The main difference is that our sources, intermediate results and outputs are not inherently file-based. Rather, they're (uniquely addressable) data objects.

Right now we're mapping our data structure to files and directories in combination with a traditional build system (SCons) but that does not scale, both w.r.t. performance but (more importantly) w.r.t. maintainability. Hence I'm looking for an infrastructure that's built for this purpose from the ground up.

As an illustration, assume you have 3 XML documents A, B and C. Let's say that B/foo/bar is to be calculated from A/x/y and A/x/z, and that similarly C/a/b is calculated from A/x/y. I need an infrastructure to

  1. Implement these relationships (i.e. the transformations and their dependencies)
  2. Automatically re-build the relevant parts after changes are made

One major problem with using files is that, if I map A, B and C to some files A.xml, B.xml and C.xml and use a traditional build system, then any change to A.xml will trigger a rebuild of B.xml and C.xml, even if A/x/y and A/x/z (the original dependencies of B) are not modified. For a fine-grained dependency resolution I therefore would need to map each of A, B and C not to a file, but to a directory where each sub-directory represents an element, files represents attributes, etc. As I said, this does not scale for us.

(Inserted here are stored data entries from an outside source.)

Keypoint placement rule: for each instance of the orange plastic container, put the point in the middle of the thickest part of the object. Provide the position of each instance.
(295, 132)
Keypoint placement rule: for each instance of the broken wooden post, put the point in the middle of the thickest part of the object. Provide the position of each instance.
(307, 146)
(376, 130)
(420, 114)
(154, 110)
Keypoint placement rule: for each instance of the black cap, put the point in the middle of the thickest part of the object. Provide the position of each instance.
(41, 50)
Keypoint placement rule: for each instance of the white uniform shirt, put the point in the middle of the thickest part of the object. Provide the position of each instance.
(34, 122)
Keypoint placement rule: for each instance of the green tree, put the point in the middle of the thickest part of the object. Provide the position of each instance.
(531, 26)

(Please note that our system is not actually based on XML)

Right now I'm looking for any existing software, infrastructure or concept which points into this direction, regardless of implementation language and underlying data structures.

回答1:

It sounds like you need an active object database management system (ODBMS) like GemStone/S. ODBMSs provide the traditional persistence services without the old cost of mapping data structures to files and the well-known benefits of object technology. As you've mentioned dependency trees and addressable objects, in ODBMSs navigational references are stored as part of their data, allowing any complex interaction patterns among objects to be represented/accessed. This is specially true when you predict a system which makes use of inheritance, object nesting and cross-referencing.

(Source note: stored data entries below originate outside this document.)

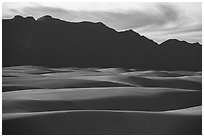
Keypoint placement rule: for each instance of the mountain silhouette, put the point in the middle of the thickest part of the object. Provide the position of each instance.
(52, 42)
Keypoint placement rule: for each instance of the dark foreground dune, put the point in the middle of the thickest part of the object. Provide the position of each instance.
(38, 100)
(105, 122)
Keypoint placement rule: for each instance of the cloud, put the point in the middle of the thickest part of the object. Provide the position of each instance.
(155, 20)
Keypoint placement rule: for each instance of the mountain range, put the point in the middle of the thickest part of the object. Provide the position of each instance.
(52, 42)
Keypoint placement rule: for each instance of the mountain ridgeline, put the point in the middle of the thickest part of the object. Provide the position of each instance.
(52, 42)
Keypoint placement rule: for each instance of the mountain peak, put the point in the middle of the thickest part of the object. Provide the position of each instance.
(45, 18)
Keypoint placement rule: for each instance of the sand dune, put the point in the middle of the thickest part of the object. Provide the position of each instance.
(100, 101)
(115, 98)
(103, 122)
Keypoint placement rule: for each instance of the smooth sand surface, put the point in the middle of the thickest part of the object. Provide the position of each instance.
(39, 100)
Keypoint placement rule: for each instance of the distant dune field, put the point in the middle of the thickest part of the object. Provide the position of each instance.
(40, 100)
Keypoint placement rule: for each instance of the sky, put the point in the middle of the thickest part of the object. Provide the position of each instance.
(156, 20)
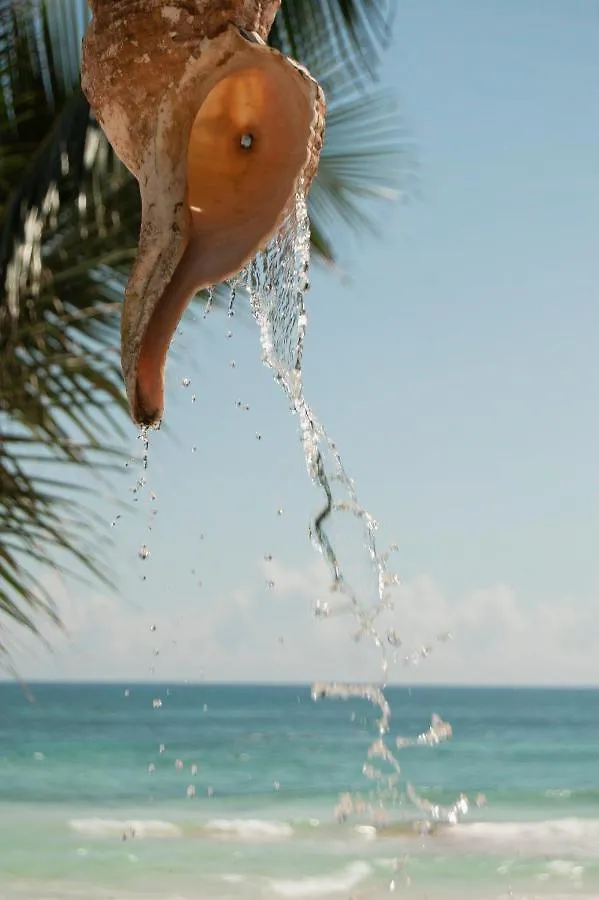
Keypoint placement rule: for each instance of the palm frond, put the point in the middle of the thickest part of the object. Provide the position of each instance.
(69, 222)
(335, 37)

Although an object engine may seem oversized for your requirements, it is common for large-scale production business systems to store and execute methods using OODBMs, within a concurrent and multiuser environment. It doesn't come for free because you have to invest in the human part of the equation (education and experience) but once the initial fear is overcome, it will pay the return of investment.

For re-building (subscribed) parts after changes (notifications from announcers) are made, you may use the Observer design pattern, or one of its variants (SASE or Announcements framework), to implement your announce/subscription architecture. Under this type of event frameworks there are intrinsic problems which are hard to solve with traditional file-based solutions, as you have noticed already. For example, it is typical for a dependency mechanism to manage the replacement of an object, or in your example an XML document, by another one. Any modern events framework should manage when an object is removed, all dependents plugged to the old object are updated to the new reference.

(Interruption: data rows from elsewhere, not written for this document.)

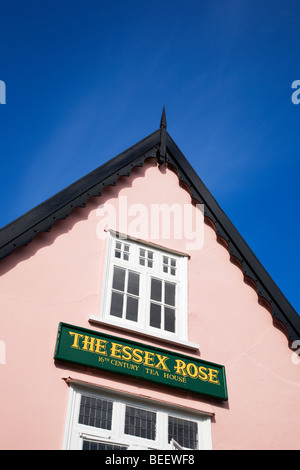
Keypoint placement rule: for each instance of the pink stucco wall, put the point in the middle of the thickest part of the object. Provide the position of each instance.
(58, 278)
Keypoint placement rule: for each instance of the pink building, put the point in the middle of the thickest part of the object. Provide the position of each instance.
(134, 316)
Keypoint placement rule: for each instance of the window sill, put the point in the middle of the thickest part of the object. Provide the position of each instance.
(176, 342)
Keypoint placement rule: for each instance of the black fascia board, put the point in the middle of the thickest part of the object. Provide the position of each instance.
(266, 288)
(41, 218)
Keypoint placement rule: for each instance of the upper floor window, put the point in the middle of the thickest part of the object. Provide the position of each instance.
(145, 288)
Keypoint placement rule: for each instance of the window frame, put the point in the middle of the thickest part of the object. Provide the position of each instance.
(143, 324)
(75, 433)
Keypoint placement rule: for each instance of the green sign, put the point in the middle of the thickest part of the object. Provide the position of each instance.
(101, 351)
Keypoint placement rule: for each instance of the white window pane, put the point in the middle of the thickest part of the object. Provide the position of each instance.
(156, 289)
(155, 315)
(140, 423)
(116, 308)
(119, 279)
(132, 308)
(184, 432)
(170, 294)
(170, 319)
(133, 283)
(95, 412)
(95, 445)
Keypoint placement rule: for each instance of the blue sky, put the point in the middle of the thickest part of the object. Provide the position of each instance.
(87, 79)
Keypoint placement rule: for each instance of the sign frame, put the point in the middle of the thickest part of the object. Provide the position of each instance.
(105, 352)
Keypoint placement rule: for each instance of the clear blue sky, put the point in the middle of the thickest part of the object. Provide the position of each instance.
(87, 79)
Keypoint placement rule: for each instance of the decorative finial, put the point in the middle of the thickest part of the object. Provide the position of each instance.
(163, 138)
(163, 121)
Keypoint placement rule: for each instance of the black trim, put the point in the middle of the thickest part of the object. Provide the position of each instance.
(159, 145)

Finally, there is a free GemStone/S stack which includes object dependency framework so you may experiment with a real object-database.



回答2:

So nothing comes to mind that solves exactly your problem, but there are a few tools that might get you a little closer than you are now:

1) You might be able to throw something together using Fuse that would give you better control of how your data objects are mapped out to files. Fuse basically allows you to construct arbitrary file systems from whatever backing data you want. (The python bindings are pretty friendly, but there are a number of other language interfaces available as well). Then you could use a traditional build tool, and take advantage of file like objects better associated w/your data.

2) Cmake has a pretty extensible language for writing custom targets that you might be able to press into service. Unfortunately its language is pretty didactic and has something of a steep learning curve, so it wouldn't be my first choice.